The Hidden Phase of Change No One Teaches You How to Be In
Most change models focus on two points: the ending and the new beginning.
What they rarely teach is how to exist in the middle.
The middle phase — the in-between — is where certainty dissolves, motivation fluctuates, and identity feels temporarily unavailable. It’s also the phase people are most likely to pathologise or rush through.
Yet being in this phase is not a mistake. It’s part of the process.
Why the In-Between Feels So Uncomfortable
In transitional periods, the nervous system is asked to operate without clear feedback loops. The old ways of being no longer apply, and the new ones aren’t available yet or at least haven’t stabilised.
This often shows up as:
a loss of drive or urgency
doubt about previously solid decisions
discomfort being seen without a defined role
pressure to “figure it out”
The temptation is to override the discomfort with action.
But premature action during transition often creates more instability, not less.
Human Design and Transitional Timing
One of the least discussed aspects of Human Design is its relationship to timing.
We each move through change differently. Some people require pause before clarity emerges. Others require external cues or relational resonance. When people try to force movement that their system isn’t ready for, they often experience frustration, burnout, or regret.
Understanding this doesn’t make transition comfortable, but it makes it inhabitable.
It allows you to recognise when waiting is not avoidance, but intelligence.

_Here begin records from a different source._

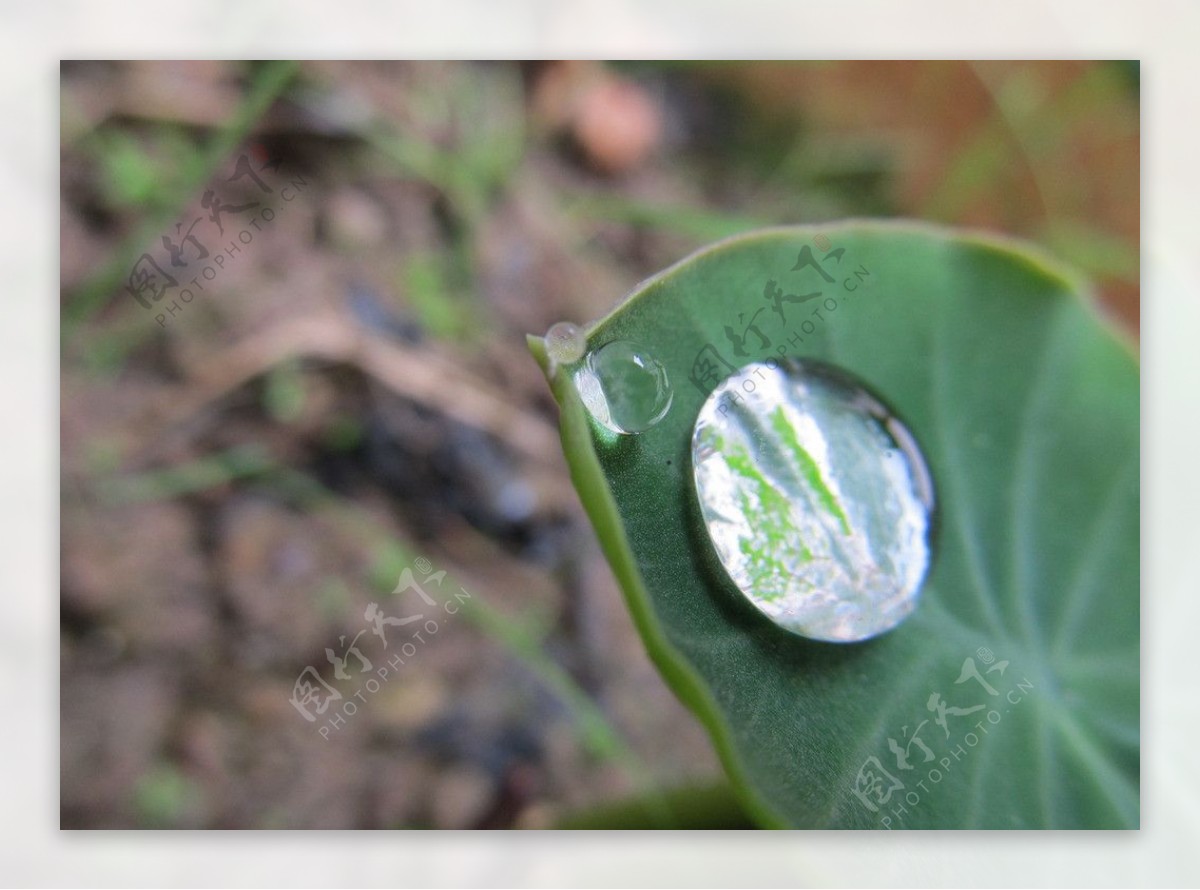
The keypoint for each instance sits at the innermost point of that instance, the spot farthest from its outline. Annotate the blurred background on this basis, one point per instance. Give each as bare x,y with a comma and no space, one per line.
250,458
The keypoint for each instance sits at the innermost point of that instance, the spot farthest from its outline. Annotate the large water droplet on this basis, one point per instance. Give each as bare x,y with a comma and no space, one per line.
624,388
816,499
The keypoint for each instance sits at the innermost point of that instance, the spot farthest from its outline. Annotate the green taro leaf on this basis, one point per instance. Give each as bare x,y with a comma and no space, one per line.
1026,408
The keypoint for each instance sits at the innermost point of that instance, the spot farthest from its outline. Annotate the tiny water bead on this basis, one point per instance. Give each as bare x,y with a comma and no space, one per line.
816,499
624,388
565,343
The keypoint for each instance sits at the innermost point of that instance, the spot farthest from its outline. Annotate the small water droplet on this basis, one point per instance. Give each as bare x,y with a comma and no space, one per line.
565,343
816,499
624,388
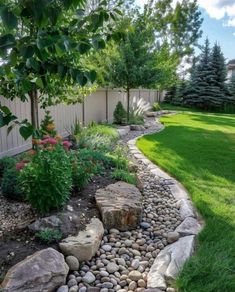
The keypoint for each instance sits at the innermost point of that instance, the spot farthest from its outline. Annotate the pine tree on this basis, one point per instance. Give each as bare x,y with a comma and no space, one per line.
231,86
207,87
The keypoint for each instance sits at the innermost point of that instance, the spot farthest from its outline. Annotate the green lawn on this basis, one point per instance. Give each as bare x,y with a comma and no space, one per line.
199,150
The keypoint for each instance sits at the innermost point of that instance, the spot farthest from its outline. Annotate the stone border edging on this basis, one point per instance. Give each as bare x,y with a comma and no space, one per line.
171,259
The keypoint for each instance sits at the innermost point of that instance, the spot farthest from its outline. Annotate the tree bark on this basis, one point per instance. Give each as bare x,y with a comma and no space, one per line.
128,104
34,108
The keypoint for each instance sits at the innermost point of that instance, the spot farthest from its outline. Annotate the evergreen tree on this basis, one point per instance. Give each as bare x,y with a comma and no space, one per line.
231,86
207,87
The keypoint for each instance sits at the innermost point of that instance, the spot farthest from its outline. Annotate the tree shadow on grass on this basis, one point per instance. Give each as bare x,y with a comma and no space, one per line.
212,268
209,154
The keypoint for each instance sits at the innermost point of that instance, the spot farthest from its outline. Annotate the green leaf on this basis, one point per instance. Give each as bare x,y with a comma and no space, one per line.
27,52
7,41
8,18
39,83
84,47
26,85
26,131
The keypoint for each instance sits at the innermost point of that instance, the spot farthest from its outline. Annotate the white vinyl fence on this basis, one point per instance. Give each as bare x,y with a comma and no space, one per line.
98,107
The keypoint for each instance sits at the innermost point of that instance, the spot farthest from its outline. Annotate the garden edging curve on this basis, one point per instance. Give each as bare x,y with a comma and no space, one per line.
171,259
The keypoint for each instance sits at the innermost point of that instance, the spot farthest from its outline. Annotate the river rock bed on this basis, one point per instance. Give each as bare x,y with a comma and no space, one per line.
124,259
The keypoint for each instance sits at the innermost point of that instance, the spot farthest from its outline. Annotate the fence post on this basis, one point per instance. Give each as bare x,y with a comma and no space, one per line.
107,104
83,112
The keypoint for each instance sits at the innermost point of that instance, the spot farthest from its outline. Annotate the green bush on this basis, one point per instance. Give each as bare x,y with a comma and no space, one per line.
49,235
6,163
124,175
156,107
119,114
136,119
86,164
94,142
47,179
11,187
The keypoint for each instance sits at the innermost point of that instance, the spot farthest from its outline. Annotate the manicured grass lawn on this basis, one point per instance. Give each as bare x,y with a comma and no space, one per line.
199,150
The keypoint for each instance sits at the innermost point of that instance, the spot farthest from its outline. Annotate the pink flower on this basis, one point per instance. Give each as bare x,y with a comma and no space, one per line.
52,141
67,144
20,165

You’re Not Falling Apart, You’re Reorganising
This phase often feels unproductive because it doesn’t produce visible outcomes. But internally, significant reorganisation is occurring.
Values are being recalibrated.
Motivation is being stripped back to what is real.
Identity is being loosened from roles that no longer fit.
This is not a phase where we need to optimise. It is a phase we must respect.
The Role of a Guide in Transition
Most people don’t need advice during this phase. They need containment. They need someone who understands the terrain and doesn’t rush them toward false clarity.
That is the work I do with clients in transition: helping them recognise what is actually happening, so they can stop fighting it.
Change doesn’t require urgency.
It requires honesty, timing, and trust.
Change has a middle and most people are never taught how to inhabit it.
Human Design can be useful here, not as a typing system, but as a way to understand how your system processes endings, pauses, and beginnings.
When you understand your design in the context of transition, you stop forcing yourself forward before something has actually settled.